To say that Law = Good is inaccurate. To say that 'protecting the people' is Good is inaccurate.
In a broad sense, you are correct; that is what they are in favor of. But more than anything else, what the DRM wants more than anything else, is Control. Because Control means bad things don't happen to the people who deserve protecting.
Good doesn't make that distinction; everybody deserves protecting, even if they break the law once in a while to make it happen.
But yes, in a broad sense, you are correct, they have a lot of shades of the Technocracy. Kill the wonder, make it safe.
"The moral high ground" is not my favorite thing on a MUSH. Everyone claims to have it anyway, except for maybe the "we revel in evil" people whom not many people will play.

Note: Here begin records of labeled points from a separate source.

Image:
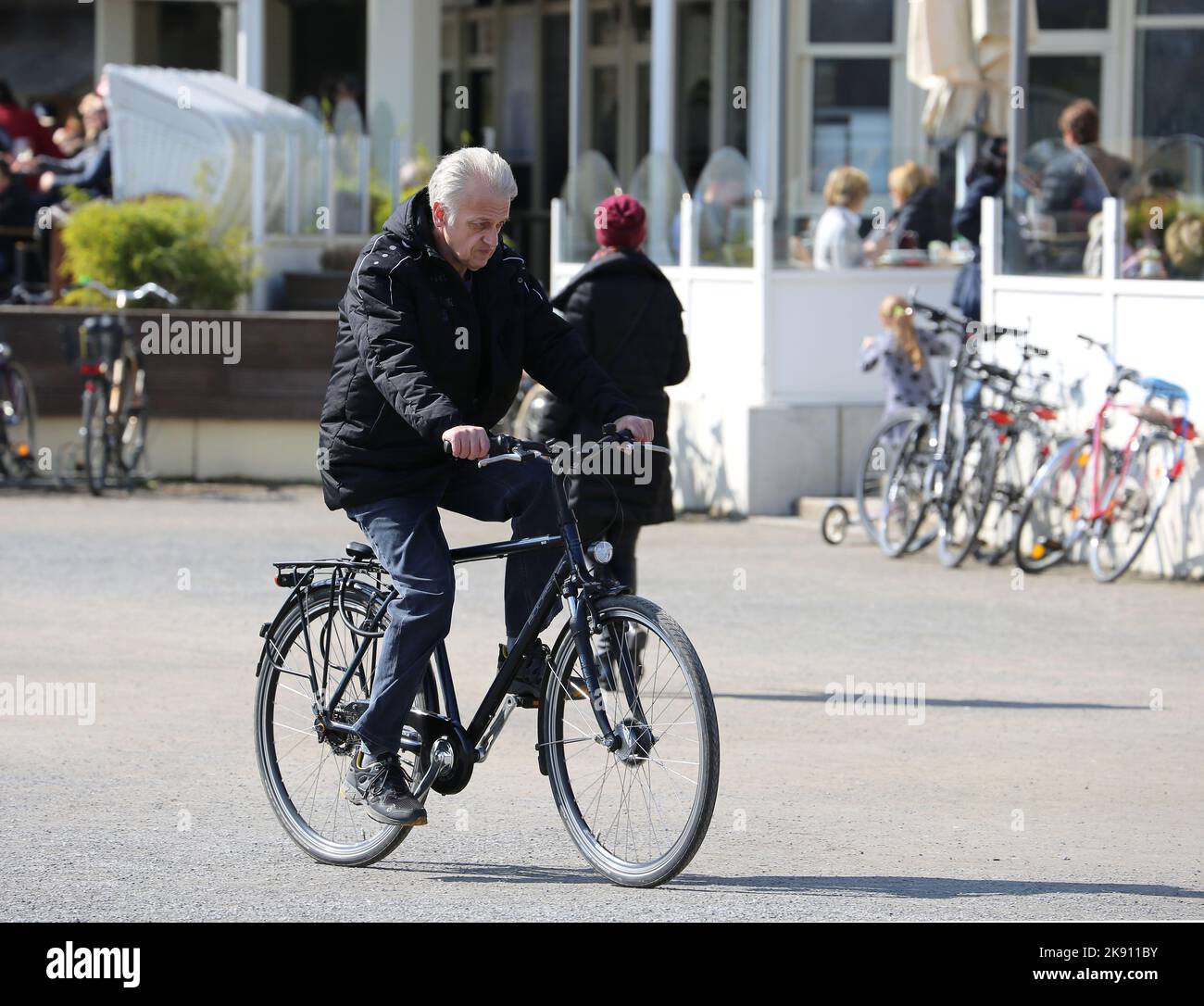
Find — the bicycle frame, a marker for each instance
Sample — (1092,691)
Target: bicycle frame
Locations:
(570,581)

I slept on this, and I have a question.
What if I wanted to create a faction called, say, "the legitimate government of the United States." It's lead by President Michael Wilson and is a better place to put characters like Solid Snake and Sam Fisher and Charlie Nash and all the spies and solider characters, of which there are many, who work not for lawful neo-fascists but for a legitimate government of the United States.
I can do this, right? Even if it means pulling Michael Thorton out of a faction you put him in, because that's what you're here to facilitate.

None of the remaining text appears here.